Damage to the cerebellum, the part of the brain that coordinates movement, produces what’s called an intention tremor. This type appears specifically when you’re reaching toward a target, like touching your finger to your nose, and gets worse as you get closer. It oscillates at less than 4 cycles per second and looks quite different from the fine, fast shaking of essential or physiologic tremor.
How Tremors Are Diagnosed
Figuring out which type of tremor someone has relies heavily on observation. A doctor will watch when the tremor appears (at rest, during movement, or while holding a position), which body parts are involved, how fast it oscillates, and whether it affects one side or both. Your medical history matters too: what medications you take, whether you drink alcohol or consume a lot of caffeine, whether relatives have tremor, and when the shaking started.
Simple physical tests help narrow things down. You might be asked to hold your arms outstretched, touch your nose with your finger, draw a spiral, or pour water between cups. Blood tests can check thyroid function, blood sugar, and mineral levels to rule out metabolic causes. In some cases, imaging of the brain may be used to look for structural problems.
Treatment Options
Treatment depends entirely on the type and severity. Enhanced physiologic tremor from caffeine, stress, or a medication side effect often resolves by addressing the trigger directly.
For essential tremor that interferes with daily life, beta-blockers (commonly used for blood pressure) are a typical first option and help reduce shaking in many people. If those aren’t effective, certain anti-seizure medications are an alternative. When tremor is worsened by anxiety or tension, sedative medications from the benzodiazepine class may be used short-term.

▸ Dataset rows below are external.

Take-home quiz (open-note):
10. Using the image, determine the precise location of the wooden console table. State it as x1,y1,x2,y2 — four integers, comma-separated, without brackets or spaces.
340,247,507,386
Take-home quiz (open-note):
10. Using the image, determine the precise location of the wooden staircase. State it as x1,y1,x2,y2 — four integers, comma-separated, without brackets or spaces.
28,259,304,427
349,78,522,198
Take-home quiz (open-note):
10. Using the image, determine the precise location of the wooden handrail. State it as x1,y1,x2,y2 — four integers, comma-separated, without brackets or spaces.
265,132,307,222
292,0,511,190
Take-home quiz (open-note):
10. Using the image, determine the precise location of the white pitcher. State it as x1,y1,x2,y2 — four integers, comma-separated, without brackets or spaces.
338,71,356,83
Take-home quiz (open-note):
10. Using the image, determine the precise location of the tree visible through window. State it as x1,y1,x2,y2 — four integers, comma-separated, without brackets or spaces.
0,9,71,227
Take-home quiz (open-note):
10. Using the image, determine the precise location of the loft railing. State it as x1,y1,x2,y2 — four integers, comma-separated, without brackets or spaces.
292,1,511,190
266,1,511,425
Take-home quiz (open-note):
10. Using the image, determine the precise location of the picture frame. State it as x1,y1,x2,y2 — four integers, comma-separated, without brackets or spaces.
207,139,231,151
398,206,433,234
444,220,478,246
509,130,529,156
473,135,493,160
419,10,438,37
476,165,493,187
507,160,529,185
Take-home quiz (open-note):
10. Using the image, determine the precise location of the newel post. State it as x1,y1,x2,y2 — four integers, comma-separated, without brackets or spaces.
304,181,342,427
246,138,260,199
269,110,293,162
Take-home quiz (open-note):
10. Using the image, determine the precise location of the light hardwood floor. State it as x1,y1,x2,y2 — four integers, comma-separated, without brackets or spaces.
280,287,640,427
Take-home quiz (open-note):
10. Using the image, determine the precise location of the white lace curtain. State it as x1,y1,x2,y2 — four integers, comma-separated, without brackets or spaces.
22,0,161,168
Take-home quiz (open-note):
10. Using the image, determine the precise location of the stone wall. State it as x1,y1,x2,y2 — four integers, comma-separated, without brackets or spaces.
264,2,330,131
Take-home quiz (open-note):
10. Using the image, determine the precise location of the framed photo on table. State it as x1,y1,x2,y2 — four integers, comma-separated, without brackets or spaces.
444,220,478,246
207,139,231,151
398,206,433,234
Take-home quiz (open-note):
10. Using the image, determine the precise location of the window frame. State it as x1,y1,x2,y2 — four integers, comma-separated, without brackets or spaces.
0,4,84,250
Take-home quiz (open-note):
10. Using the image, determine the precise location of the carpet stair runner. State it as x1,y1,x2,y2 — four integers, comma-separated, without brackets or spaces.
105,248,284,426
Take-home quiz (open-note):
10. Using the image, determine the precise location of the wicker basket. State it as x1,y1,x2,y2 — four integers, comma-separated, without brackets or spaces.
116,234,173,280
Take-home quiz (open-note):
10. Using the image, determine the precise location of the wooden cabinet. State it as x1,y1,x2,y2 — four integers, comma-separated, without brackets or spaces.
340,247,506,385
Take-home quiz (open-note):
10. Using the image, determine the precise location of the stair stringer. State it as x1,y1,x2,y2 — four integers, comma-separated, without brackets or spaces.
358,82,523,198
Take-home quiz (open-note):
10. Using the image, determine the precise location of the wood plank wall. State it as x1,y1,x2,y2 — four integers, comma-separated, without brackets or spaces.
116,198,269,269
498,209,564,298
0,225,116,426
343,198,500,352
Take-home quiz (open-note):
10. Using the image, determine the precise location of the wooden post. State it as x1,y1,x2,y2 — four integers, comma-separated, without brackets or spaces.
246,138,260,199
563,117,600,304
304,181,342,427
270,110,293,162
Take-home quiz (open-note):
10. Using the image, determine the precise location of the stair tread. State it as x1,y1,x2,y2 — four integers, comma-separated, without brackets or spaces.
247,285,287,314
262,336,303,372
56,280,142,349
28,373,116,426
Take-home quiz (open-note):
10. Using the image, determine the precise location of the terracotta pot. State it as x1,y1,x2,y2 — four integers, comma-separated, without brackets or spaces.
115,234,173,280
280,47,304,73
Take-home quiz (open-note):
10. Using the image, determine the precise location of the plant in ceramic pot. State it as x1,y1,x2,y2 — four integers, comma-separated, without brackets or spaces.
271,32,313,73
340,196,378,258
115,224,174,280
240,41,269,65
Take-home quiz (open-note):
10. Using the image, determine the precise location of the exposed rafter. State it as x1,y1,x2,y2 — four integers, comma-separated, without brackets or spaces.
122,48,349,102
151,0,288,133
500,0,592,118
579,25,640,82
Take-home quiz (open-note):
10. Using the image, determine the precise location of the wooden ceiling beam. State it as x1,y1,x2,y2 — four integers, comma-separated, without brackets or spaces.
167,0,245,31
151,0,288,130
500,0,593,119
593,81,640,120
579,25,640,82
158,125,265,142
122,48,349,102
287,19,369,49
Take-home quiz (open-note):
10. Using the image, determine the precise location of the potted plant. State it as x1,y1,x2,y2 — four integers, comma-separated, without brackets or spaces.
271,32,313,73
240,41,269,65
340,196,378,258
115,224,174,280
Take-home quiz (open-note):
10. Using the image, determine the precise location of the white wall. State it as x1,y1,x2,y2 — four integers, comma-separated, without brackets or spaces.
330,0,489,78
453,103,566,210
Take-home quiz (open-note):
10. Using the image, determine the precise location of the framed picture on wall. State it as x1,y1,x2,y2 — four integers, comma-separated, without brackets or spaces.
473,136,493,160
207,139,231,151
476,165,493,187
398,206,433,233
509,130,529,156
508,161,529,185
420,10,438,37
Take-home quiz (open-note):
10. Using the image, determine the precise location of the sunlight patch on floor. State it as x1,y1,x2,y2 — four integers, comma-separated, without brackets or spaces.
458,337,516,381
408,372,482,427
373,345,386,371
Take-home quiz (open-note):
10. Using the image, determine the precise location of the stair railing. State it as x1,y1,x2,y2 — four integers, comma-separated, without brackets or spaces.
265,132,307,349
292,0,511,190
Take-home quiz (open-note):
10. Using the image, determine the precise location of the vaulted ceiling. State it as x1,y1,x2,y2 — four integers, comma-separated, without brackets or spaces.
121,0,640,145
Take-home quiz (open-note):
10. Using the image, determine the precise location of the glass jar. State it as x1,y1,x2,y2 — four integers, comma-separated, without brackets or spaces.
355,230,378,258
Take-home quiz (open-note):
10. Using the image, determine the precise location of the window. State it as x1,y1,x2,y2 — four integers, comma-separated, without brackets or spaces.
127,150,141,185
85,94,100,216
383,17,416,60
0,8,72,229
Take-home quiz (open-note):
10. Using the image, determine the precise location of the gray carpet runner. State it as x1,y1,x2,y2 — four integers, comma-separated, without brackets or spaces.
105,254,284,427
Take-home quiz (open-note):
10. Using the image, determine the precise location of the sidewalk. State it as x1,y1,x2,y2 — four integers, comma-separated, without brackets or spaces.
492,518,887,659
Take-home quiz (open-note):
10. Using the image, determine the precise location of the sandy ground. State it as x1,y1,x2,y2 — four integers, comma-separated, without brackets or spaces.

For people with severe essential tremor or Parkinsonian tremor that no longer responds well to medication, deep brain stimulation (DBS) is a surgical option. A small device sends electrical pulses to specific brain areas, interrupting the irregular signals that cause shaking. DBS doesn’t cure tremor or restore perfect function, but it can significantly reduce symptoms and improve quality of life. It’s considered when medications have become ineffective or cause intolerable side effects. The process requires ongoing commitment, as the device settings need periodic adjustment.
Lifestyle adjustments also help. Reducing caffeine, getting adequate sleep, managing stress, and using weighted utensils or wrist weights during tasks can all make a noticeable difference in how much tremor affects your day.